FrankensteinT3et4L’histoire : Que fait un pasteur à demi-fou, adepte illuminé de Nietzsche quand il rencontre le monstre de Frankenstein ?
Il y voit un surhomme, l’avenir de l’humanité.
À condition de permettre au monstre de se reproduire... quitte à déclencher, dans les Alpes suisses, un véritable carnage !

La critique de Mr K : Suite de mes pérégrinations en terres hantées avec les tomes 3 et 4 de la réédition des romans que Benoît Becker (aka Jean Claude Carrière) a consacré à la mythique créature du docteur Frankenstein dans les années 50. French pulp éditions a décidément bon goût dans l’exhumation de vieux ouvrages toujours aussi plaisants à lire malgré le temps qui passe (je vous renvoie notamment à mes chroniques concernant la gigantesque saga de La Compagnie des glaces).

On retrouve dans le présent volume deux romans distincts : La Nuit de Frankenstein et Le Sceau de Frankenstein. Ils se déroulent chronologiquement après les deux premiers qui m’avaient bien enthousiasmés, procurant plaisir de lire immédiat, évasion et une belle expérience à partir du superbe matériaux de base de Shelley. On retrouve ici tous les ingrédients qui m’avaient bien plu dans les précédents tomes et même un petit peu plus avec deux ambiances bien différentes mais bien plantées pour mieux mettre en avant la créature qui a un peu évoluée depuis les deux premiers romans.

Dans La Nuit de Frankenstein, nous voila propulsé dans les années 1920 dans les Alpes autrichiennes.
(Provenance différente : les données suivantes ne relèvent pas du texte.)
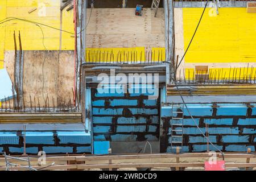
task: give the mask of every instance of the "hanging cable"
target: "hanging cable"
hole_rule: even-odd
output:
[[[7,19],[7,20],[6,20],[6,19]],[[5,20],[6,20],[4,21]],[[67,33],[68,33],[68,34],[75,34],[74,33],[69,32],[68,31],[61,30],[61,29],[59,29],[59,28],[57,28],[50,26],[49,25],[47,25],[46,24],[44,24],[44,23],[39,23],[39,22],[34,22],[34,21],[29,20],[27,20],[27,19],[26,19],[19,18],[16,18],[16,17],[7,17],[6,18],[5,18],[4,19],[2,19],[2,20],[0,21],[0,24],[3,24],[3,23],[6,23],[6,22],[9,22],[9,21],[11,21],[11,20],[18,20],[27,22],[31,23],[36,23],[36,24],[42,25],[42,26],[46,26],[46,27],[49,27],[49,28],[53,28],[53,29],[55,29],[55,30],[59,30],[59,31],[63,31],[63,32],[67,32]]]
[[[207,7],[207,5],[208,3],[208,1],[207,1],[206,3],[205,3],[205,6],[204,6],[204,10],[203,11],[202,14],[201,15],[200,19],[199,19],[199,22],[197,23],[197,26],[196,26],[196,30],[195,30],[195,32],[194,32],[194,34],[193,34],[193,36],[191,38],[191,39],[190,40],[189,43],[188,44],[188,47],[187,48],[187,49],[186,49],[186,50],[185,51],[185,53],[184,53],[183,56],[181,57],[181,59],[180,60],[180,62],[179,63],[178,65],[177,65],[176,69],[177,69],[179,68],[179,66],[180,65],[180,64],[181,64],[182,60],[183,60],[184,57],[185,57],[185,55],[187,53],[187,52],[188,51],[188,49],[189,48],[190,45],[191,44],[191,43],[192,43],[193,39],[194,39],[195,35],[196,35],[196,31],[197,31],[197,28],[199,27],[199,25],[200,24],[200,22],[201,22],[201,20],[202,19],[203,16],[204,15],[204,11],[205,11],[206,7]]]
[[[207,140],[207,141],[212,145],[213,146],[213,147],[216,148],[217,151],[218,151],[221,154],[221,155],[222,156],[222,159],[223,160],[224,160],[224,154],[220,150],[218,149],[216,146],[215,146],[215,145],[212,143],[212,142],[210,141],[210,140],[209,139],[208,137],[207,137],[207,136],[205,136],[205,135],[204,134],[204,133],[203,132],[203,131],[201,130],[201,129],[199,127],[199,126],[198,126],[197,123],[196,123],[196,121],[195,120],[194,118],[193,117],[193,116],[192,115],[192,114],[191,114],[189,110],[188,109],[188,106],[187,106],[187,104],[185,102],[185,101],[183,98],[183,97],[182,96],[181,93],[180,93],[180,89],[179,89],[179,87],[177,86],[177,82],[176,82],[176,80],[174,80],[174,83],[175,84],[176,87],[177,88],[177,90],[178,91],[179,94],[180,95],[180,97],[181,98],[181,100],[182,102],[183,102],[183,104],[185,106],[185,107],[186,107],[187,110],[188,111],[188,113],[189,115],[189,116],[191,117],[191,118],[192,119],[193,121],[195,122],[195,123],[196,124],[196,127],[197,127],[197,129],[199,129],[199,131],[202,134],[203,136],[204,136],[204,138],[205,138]]]

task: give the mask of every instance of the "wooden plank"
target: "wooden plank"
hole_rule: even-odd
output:
[[[222,158],[221,154],[217,153],[217,156]],[[60,162],[68,160],[76,161],[98,161],[109,160],[126,160],[126,159],[164,159],[164,158],[209,158],[210,156],[208,153],[187,153],[181,154],[133,154],[133,155],[105,155],[105,156],[47,156],[47,160],[49,162]],[[256,155],[254,154],[225,154],[225,158],[255,158]],[[30,160],[31,162],[37,161],[38,157],[31,156]],[[0,157],[0,162],[4,162],[5,158]]]
[[[150,9],[143,9],[142,16],[134,15],[134,9],[93,9],[86,47],[164,47],[164,14],[163,9],[156,18]],[[90,14],[88,9],[88,18]]]

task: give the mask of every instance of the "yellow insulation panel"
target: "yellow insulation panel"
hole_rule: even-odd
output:
[[[144,61],[144,47],[86,48],[86,62]]]
[[[203,8],[184,8],[184,49]],[[246,8],[222,7],[219,14],[207,8],[185,56],[185,63],[256,62],[256,14]]]
[[[0,20],[6,16],[6,0],[0,1]],[[0,24],[0,69],[3,68],[5,26]]]
[[[195,77],[195,69],[193,68],[185,69],[186,79],[193,79]],[[200,75],[200,73],[199,73]],[[207,73],[209,78],[212,79],[254,79],[256,78],[256,68],[210,68]]]
[[[69,6],[62,11],[62,29],[74,33],[73,11],[73,10],[67,11]],[[71,26],[72,25],[72,26]],[[65,32],[61,32],[61,49],[73,50],[75,46],[75,35]]]
[[[151,58],[152,54],[152,58]],[[161,61],[165,60],[164,48],[152,48],[150,52],[145,48],[86,48],[86,62],[144,62]],[[149,56],[148,56],[149,55]]]

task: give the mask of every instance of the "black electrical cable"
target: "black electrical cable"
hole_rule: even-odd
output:
[[[90,22],[90,16],[92,16],[92,9],[93,9],[93,7],[92,7],[92,7],[90,8],[90,16],[89,16],[88,22],[87,22],[86,26],[85,28],[84,28],[84,29],[82,29],[79,33],[77,33],[77,34],[81,34],[83,31],[86,30],[87,26],[88,26],[88,24],[89,24],[89,22]]]
[[[181,59],[179,61],[179,63],[176,67],[176,70],[177,70],[177,68],[179,68],[179,66],[180,65],[180,64],[181,64],[181,61],[183,60],[184,57],[185,57],[185,55],[186,55],[187,52],[188,51],[188,49],[189,48],[190,45],[191,44],[191,43],[192,43],[193,39],[194,39],[195,35],[196,35],[196,31],[197,31],[197,28],[199,27],[199,24],[200,24],[203,16],[204,15],[204,11],[205,11],[205,9],[206,9],[208,3],[208,1],[207,1],[207,3],[205,3],[205,6],[204,6],[204,10],[203,11],[202,14],[201,15],[200,19],[199,19],[199,22],[197,23],[197,26],[196,26],[196,30],[195,30],[195,32],[194,32],[194,34],[193,34],[193,36],[192,37],[191,39],[190,40],[189,43],[188,44],[188,47],[187,48],[186,51],[185,51],[185,53],[184,53],[183,56],[181,57]]]
[[[7,20],[6,20],[6,19],[7,19]],[[5,20],[6,20],[3,21]],[[46,24],[44,24],[44,23],[39,23],[39,22],[34,22],[34,21],[29,20],[27,20],[27,19],[26,19],[16,18],[16,17],[8,17],[8,18],[5,18],[4,19],[2,19],[2,20],[0,21],[0,24],[3,24],[3,23],[4,23],[5,22],[7,22],[13,20],[18,20],[27,22],[31,23],[34,23],[34,24],[35,23],[35,24],[42,25],[42,26],[46,26],[46,27],[49,27],[49,28],[53,28],[53,29],[55,29],[55,30],[56,30],[61,31],[63,31],[63,32],[66,32],[66,33],[68,33],[68,34],[75,34],[74,33],[69,32],[68,31],[64,30],[62,30],[62,29],[57,28],[50,26],[49,25],[47,25]]]
[[[199,126],[198,126],[198,125],[197,124],[196,121],[195,121],[194,118],[193,117],[193,116],[192,115],[192,114],[191,114],[188,108],[188,106],[187,106],[187,104],[185,102],[185,101],[183,98],[183,97],[182,96],[181,93],[180,93],[180,89],[179,89],[179,87],[177,86],[177,82],[176,82],[176,80],[174,80],[174,83],[175,84],[176,87],[177,88],[177,90],[178,91],[179,94],[180,95],[180,97],[181,98],[181,100],[182,102],[183,102],[183,104],[185,106],[185,107],[186,107],[187,110],[188,111],[188,114],[190,115],[190,117],[191,117],[191,118],[192,119],[193,121],[195,122],[195,123],[196,124],[196,127],[197,127],[197,129],[199,130],[199,131],[201,132],[201,133],[202,134],[203,136],[204,136],[204,138],[205,138],[207,140],[207,141],[213,146],[214,148],[215,148],[217,151],[218,151],[221,154],[221,155],[222,156],[222,159],[223,160],[224,160],[224,154],[220,150],[218,149],[217,147],[216,147],[215,146],[215,145],[212,143],[212,142],[210,141],[210,140],[209,139],[208,137],[207,137],[207,136],[205,136],[205,135],[204,134],[204,133],[202,131],[202,130],[201,130],[201,129],[199,127]]]

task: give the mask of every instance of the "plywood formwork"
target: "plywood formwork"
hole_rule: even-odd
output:
[[[87,19],[90,14],[87,9]],[[164,47],[164,12],[150,9],[142,16],[134,9],[93,9],[86,28],[86,47]]]

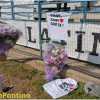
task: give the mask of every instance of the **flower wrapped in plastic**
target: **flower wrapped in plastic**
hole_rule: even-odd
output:
[[[6,53],[19,39],[22,32],[7,23],[0,23],[0,59],[6,58]]]
[[[46,80],[55,79],[60,72],[63,73],[65,62],[68,59],[65,49],[57,45],[48,44],[44,51]]]

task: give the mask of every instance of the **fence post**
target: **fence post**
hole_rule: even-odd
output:
[[[38,1],[38,24],[39,24],[39,45],[40,45],[40,56],[42,58],[42,38],[41,38],[41,1]]]

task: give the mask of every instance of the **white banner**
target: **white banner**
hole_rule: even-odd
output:
[[[52,40],[66,41],[69,16],[65,12],[52,12],[47,14],[48,34]]]

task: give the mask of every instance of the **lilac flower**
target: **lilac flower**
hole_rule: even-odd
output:
[[[22,32],[6,23],[0,23],[0,55],[12,48]]]

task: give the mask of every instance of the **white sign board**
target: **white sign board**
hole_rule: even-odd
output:
[[[69,16],[65,12],[47,14],[48,34],[52,40],[66,40]]]
[[[71,78],[57,79],[43,85],[43,88],[52,98],[59,98],[76,89],[77,81]]]

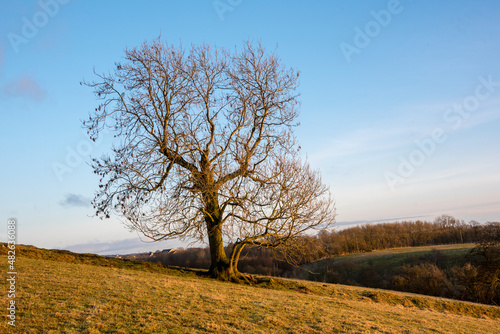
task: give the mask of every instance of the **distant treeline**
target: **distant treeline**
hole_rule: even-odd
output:
[[[321,251],[330,257],[397,247],[495,241],[500,240],[500,223],[466,223],[451,216],[440,216],[434,222],[417,220],[322,231],[317,239]]]
[[[296,241],[296,252],[288,254],[287,263],[280,252],[270,249],[247,248],[238,263],[241,272],[282,277],[299,277],[305,265],[323,258],[344,254],[370,252],[397,247],[416,247],[458,243],[480,243],[500,240],[500,223],[468,223],[451,216],[440,216],[434,222],[404,221],[366,224],[337,231],[321,231],[316,236]],[[208,248],[180,249],[137,257],[163,265],[204,268],[210,267]]]
[[[460,243],[476,243],[477,246],[469,253],[463,253],[465,255],[448,256],[433,251],[428,255],[405,258],[398,264],[336,260],[340,255],[389,248]],[[418,220],[370,224],[321,231],[316,236],[296,240],[288,248],[285,252],[247,248],[242,253],[238,269],[249,274],[307,278],[481,303],[500,303],[499,222],[466,223],[451,216],[440,216],[434,222]],[[136,259],[168,266],[210,267],[208,248],[136,255]],[[304,266],[309,269],[303,269]]]

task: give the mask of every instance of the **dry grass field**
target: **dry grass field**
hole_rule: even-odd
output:
[[[500,333],[493,306],[274,278],[249,286],[26,246],[16,255],[16,328],[2,307],[1,333]],[[6,306],[5,280],[2,291]]]

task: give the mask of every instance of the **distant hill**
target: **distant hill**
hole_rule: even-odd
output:
[[[7,263],[5,244],[0,261]],[[416,294],[203,271],[18,245],[15,331],[2,333],[498,333],[500,308]],[[5,280],[2,285],[6,291]],[[6,305],[7,296],[0,296]]]

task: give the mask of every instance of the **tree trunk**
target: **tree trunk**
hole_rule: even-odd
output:
[[[222,239],[222,224],[213,223],[208,226],[208,243],[210,246],[211,265],[210,277],[223,281],[232,280],[234,277],[230,270],[229,260],[224,251],[224,242]]]
[[[216,191],[207,192],[205,197],[205,222],[207,224],[208,244],[210,246],[210,277],[223,281],[234,279],[230,262],[224,250],[222,238],[222,212]]]

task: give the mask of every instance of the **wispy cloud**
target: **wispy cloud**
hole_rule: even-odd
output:
[[[111,242],[91,242],[66,247],[76,253],[95,253],[101,255],[131,254],[139,252],[156,251],[166,248],[183,246],[179,241],[153,242],[150,239],[133,238]]]
[[[47,91],[28,75],[12,79],[3,87],[3,91],[7,96],[27,98],[36,102],[47,96]]]
[[[87,207],[90,207],[90,202],[91,202],[91,199],[87,198],[85,196],[77,195],[77,194],[68,194],[68,195],[66,195],[64,200],[59,202],[59,204],[61,206],[65,206],[65,207],[76,206],[76,207],[87,208]]]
La servante du pasteur a mystérieusement disparue et un braconnier chevronné retrouve le corps par inadvertance lors d’une vérification de ses pièges. La population sous tension commence à flipper surtout que l’on entrevoit d’étranges lumières émanant de vieilles ruines hantées et que le pasteur a un comportement de plus en plus suspect. Une nouvelle disparition va précipiter les événements et l’horreur s’abattre sur ce village au départ sans histoires. Se lisant d’une traite, ce premier récit mélange allégrement le mythe du surhomme et le récit de chasse naturaliste. On a le droit à de très beaux passages sur le rapport de l’homme à la nature sauvage avec un héros mis au ban du village qui va retrouver une certaine légitimité à travers ses actes de bravoure pour combattre le mystérieux mal qui sévit dans les parages. Très bon personnage aussi que celui du pasteur, littéralement possédé par une obsession déviante qui va causer sa perte et faire beaucoup de dégâts collatéraux, les scènes de folie sont remarquablement rendues avec un personnage borderline au possible qui fait froid dans le dos. Mission réussie !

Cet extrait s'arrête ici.